Some people pass by the camp and cause problems, she said. Some drunk people defecate or urinate in the street, she said.

“We don’t like being here – I don’t,” she said.

‘Chaotic and frustrating’

The Mayor’s Office said the administration has “three main goals in the coming months: 1. Address significant public safety concerns, 2. Implement a pre-winter shelter plan, and 3. Build a reliable and predictable shelter plan throughout the winter.” year and meet housing needs.”

Upcoming plans “will take vehicles and trailers into consideration,” the mayor’s office said. LaFrance’s special assistant on homelessness, Farina Brown, will speak with people in the encampments “to learn more about the factors that make encampments dangerous and how they can be mitigated.”

“We have begun work to ensure we are in a different place as we move forward,” the Mayor’s Office said.

In April, the Anchorage Assembly laid the legal groundwork to create “designated safe parking areas” for homeless people living in vehicles.

The encampments on Fairbanks Street and 33rd Avenue “are the perfect examples of the need for these designated areas for people to hang out,” said Assemblymember Felix Rivera, who represents Midtown.

But the former Bronson administration didn’t create one when winter shelters closed in late May, Rivera said. LaFrance took office in July.

“We’re really in this unfortunate period of transition where all of this, this nexus of issues, is coming together and people want to see action,” Rivera said. “Now we have a new administration that is still recruiting staff, that is dealing with all of these issues from the old administration, and now they are having to try to resolve these huge, critical health and safety issues.”

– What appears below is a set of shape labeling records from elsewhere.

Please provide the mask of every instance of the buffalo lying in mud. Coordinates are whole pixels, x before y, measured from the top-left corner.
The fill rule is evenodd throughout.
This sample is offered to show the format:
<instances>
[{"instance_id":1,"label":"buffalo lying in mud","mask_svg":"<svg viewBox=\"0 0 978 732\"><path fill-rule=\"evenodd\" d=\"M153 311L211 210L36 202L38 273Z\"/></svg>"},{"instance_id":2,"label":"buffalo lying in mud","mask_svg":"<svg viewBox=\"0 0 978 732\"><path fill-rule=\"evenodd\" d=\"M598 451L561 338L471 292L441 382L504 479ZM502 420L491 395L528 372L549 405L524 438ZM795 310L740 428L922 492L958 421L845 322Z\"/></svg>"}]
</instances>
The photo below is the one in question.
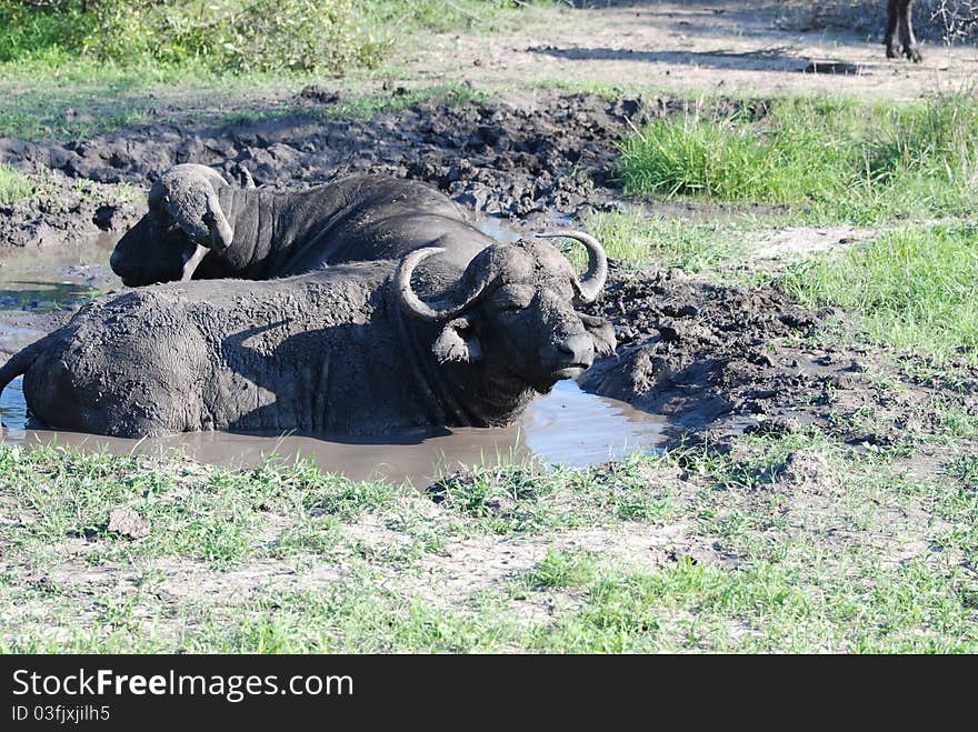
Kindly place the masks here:
<instances>
[{"instance_id":1,"label":"buffalo lying in mud","mask_svg":"<svg viewBox=\"0 0 978 732\"><path fill-rule=\"evenodd\" d=\"M920 47L914 36L912 10L914 0L887 0L887 32L884 40L887 58L899 58L902 52L911 61L922 60Z\"/></svg>"},{"instance_id":2,"label":"buffalo lying in mud","mask_svg":"<svg viewBox=\"0 0 978 732\"><path fill-rule=\"evenodd\" d=\"M459 277L439 252L250 282L170 283L98 300L0 369L33 418L118 437L197 430L383 434L511 421L615 348L581 314L607 278L582 232L578 278L551 244L480 251ZM415 282L412 283L412 273Z\"/></svg>"},{"instance_id":3,"label":"buffalo lying in mud","mask_svg":"<svg viewBox=\"0 0 978 732\"><path fill-rule=\"evenodd\" d=\"M230 185L210 168L184 163L160 176L148 202L112 252L112 270L130 287L268 280L322 264L399 259L428 245L475 255L495 243L443 193L393 178L355 176L279 191Z\"/></svg>"}]
</instances>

“This is a horrible situation for everyone,” he added.

The city was able to successfully clean up two other small camps and, with the Anchorage Coalition to End Homelessness, moved those people directly into housing, Rivera said.

But when encampments become large and unsafe, like the former encampment on Fairbanks Street, it is difficult for the homeless community and other social workers to come in and offer services.

“And in the absence of a working model for how to deal with this situation, it is somewhat chaotic and frustrating,” Rivera said.

Rivera said he believes the LaFrance administration will make progress, but it will take some time.

Community frustrations over the camps have been growing for years, he said.

“I feel like we’re at a boiling point here and we need something to happen,” Rivera said.